Consider the following $n\times n $ matrix over some field $F$:
$$M = (m_{i,j})_{i,j=1,\ldots,n} = \begin{bmatrix}
a_1 & a_2 b & a_3 b & \ldots & a_{n-1} b & a_n b \\
a_n & a_1 & a_2 b & \ldots & a_{n-2} b & a_{n-1} b \\
a_{n-1} & a_n & a_1 & \ldots & a_{n-3} b & a_{n-2} \\
\vdots & \vdots & \vdots & \ddots & \vdots & \vdots \\
a_3 & a_4 & a_5 & \ldots & a_1 & a_2 b \\
a_2 & a_3 & a_4 & \ldots & a_n & a_1
\end{bmatrix}$$
This is a special kind of Toeplitz matrix, and close to being a circulant matrix (it would be circulant if $b=1$). I am looking for a reference on when such a matrix is non-singular; I know that such a characterisation exists for circular matrices.
The reason I care is that this matrix comes up in a computation of mine as the coefficient matrix in some system of linear equations. From the setup I have that not all $a_i$'s are zero, and $b\ne0$.
Best Answer
Let $$J = \begin{pmatrix} 0 & b & 0 & \ldots & 0 \\ 0 & 0 & b & \ldots & 0 \\ \vdots & \vdots & \vdots & \ddots & \vdots \\ 0 & 0 & 0 & \ldots & b \\ 1 & 0 & 0 & \ldots & 0 \end{pmatrix}$$
Then you have $$M =a_1 I_n + a_2 J + \dfrac{a_3}{b}J^2 + ... + \dfrac{a_n}{b^{n-2}}J^{n-1} = P(J)$$
where $P(X)=a_1 + \displaystyle{\sum_{k=2}^n \dfrac{a_k}{b^{k-2}}X^{k-1}}$.

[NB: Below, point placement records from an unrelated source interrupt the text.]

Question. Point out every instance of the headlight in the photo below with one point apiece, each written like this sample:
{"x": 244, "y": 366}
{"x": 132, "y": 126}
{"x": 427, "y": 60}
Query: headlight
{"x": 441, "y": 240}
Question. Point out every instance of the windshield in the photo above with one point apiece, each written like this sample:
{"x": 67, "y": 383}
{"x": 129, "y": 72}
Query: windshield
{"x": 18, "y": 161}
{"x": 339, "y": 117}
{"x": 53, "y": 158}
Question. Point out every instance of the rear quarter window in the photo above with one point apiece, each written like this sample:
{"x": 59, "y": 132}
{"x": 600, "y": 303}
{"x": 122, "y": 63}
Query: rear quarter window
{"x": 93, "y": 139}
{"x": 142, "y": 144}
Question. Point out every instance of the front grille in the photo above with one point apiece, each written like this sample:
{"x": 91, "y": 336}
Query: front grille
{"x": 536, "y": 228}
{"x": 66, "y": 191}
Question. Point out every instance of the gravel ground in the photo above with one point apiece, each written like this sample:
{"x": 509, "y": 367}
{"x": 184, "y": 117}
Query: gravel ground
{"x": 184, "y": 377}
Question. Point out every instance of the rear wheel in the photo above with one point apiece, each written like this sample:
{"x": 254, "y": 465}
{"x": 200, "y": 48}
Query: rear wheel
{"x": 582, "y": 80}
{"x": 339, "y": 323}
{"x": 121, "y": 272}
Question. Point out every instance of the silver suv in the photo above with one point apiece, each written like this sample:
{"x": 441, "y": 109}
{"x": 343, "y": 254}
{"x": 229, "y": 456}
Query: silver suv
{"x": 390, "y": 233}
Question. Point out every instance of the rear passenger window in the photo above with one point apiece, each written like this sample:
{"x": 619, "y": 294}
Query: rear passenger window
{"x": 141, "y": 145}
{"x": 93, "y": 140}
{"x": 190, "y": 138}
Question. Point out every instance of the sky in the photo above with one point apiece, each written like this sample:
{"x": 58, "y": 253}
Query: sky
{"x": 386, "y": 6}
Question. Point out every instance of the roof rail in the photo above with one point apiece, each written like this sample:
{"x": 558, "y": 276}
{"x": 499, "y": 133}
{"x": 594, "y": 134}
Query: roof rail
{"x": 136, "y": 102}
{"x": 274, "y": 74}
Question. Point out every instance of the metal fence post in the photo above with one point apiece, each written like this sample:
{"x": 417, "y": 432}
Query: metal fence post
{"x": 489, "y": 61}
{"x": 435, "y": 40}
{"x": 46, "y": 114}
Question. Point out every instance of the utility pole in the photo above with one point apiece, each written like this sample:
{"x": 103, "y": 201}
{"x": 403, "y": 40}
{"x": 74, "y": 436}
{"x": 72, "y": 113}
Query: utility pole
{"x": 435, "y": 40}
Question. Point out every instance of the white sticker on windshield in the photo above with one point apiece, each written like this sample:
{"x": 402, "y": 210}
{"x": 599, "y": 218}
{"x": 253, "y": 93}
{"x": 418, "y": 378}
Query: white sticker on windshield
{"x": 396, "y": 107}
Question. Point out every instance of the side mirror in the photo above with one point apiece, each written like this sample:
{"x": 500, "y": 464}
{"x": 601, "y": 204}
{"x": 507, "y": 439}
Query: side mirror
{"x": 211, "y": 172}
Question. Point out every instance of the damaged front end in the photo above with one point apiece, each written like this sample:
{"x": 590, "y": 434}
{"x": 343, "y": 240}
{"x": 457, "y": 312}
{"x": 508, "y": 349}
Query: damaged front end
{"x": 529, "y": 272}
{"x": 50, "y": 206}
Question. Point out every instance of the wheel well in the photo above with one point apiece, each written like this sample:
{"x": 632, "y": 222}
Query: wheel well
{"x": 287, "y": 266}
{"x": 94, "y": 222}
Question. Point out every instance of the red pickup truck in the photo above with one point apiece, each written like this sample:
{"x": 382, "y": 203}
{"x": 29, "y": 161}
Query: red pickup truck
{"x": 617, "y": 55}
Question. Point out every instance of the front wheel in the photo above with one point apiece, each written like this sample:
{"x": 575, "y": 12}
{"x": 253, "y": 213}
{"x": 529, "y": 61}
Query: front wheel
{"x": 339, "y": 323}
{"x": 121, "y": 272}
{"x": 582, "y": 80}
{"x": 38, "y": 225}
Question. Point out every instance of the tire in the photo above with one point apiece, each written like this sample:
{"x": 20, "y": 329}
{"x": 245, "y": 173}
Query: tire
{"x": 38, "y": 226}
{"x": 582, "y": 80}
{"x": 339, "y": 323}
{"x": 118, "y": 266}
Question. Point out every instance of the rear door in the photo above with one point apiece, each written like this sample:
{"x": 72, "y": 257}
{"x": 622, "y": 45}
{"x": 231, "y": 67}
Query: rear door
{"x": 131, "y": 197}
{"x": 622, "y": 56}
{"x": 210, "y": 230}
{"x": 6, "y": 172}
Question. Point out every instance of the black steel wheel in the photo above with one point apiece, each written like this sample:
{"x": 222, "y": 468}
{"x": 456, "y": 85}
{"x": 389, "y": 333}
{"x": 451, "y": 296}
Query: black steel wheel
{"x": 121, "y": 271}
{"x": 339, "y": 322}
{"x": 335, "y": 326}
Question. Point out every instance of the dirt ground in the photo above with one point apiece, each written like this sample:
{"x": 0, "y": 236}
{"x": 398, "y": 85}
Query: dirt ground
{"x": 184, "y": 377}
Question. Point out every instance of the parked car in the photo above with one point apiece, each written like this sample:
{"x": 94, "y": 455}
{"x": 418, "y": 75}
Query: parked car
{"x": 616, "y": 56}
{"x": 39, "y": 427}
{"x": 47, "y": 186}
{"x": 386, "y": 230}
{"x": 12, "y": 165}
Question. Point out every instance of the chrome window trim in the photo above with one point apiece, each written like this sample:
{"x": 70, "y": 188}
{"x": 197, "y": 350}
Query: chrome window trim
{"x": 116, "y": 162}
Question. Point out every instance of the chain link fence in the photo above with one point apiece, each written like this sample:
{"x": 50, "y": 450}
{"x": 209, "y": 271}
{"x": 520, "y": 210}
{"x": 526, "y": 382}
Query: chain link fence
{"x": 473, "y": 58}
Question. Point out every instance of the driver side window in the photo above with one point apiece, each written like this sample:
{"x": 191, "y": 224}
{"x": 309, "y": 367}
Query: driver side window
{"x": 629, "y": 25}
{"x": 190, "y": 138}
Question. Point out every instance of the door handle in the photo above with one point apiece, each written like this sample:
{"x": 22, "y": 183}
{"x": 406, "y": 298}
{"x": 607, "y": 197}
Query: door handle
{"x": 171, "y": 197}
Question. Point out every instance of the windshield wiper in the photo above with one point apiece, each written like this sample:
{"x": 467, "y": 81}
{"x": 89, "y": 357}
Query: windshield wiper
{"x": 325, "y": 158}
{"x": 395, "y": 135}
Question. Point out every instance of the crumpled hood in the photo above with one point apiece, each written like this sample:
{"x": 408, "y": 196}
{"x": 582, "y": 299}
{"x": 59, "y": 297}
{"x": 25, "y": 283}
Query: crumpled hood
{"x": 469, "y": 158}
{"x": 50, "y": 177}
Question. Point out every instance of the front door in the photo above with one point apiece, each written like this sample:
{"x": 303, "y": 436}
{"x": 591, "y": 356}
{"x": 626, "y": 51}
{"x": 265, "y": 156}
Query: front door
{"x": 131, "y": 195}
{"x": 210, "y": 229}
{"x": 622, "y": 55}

But $J^n = b^{n-1}I_n$, so $J$ is diagonalizable and its eigenvalues are the $n$ complex $n-$roots of $b^{n-1}$ : let's denote them $\omega_1$, ..., $\omega_n$. You deduce that $M$ is diagonalizable and its eigenvalues are $P(\omega_1), ..., P(\omega_n)$.
Finally, $$\det(M)=\prod_{k=1}^n P(\omega_k)$$
so $M$ is singular iff the two polynomials $$a_1 + \displaystyle{\sum_{k=2}^n \dfrac{a_k}{b^{k-2}}X^{k-1}} \quad \text{and} \quad X^n-b^{n-1}$$
share a root, which is equivalent to saying that
$$\boxed{\text{$M$ is singular } \quad \textit{iff }\quad a_1 + b\displaystyle{\sum_{k=2}^n a_kX^{k-1}} \text{ and } X^n-\dfrac{1}{b} \text{ share a root.}}$$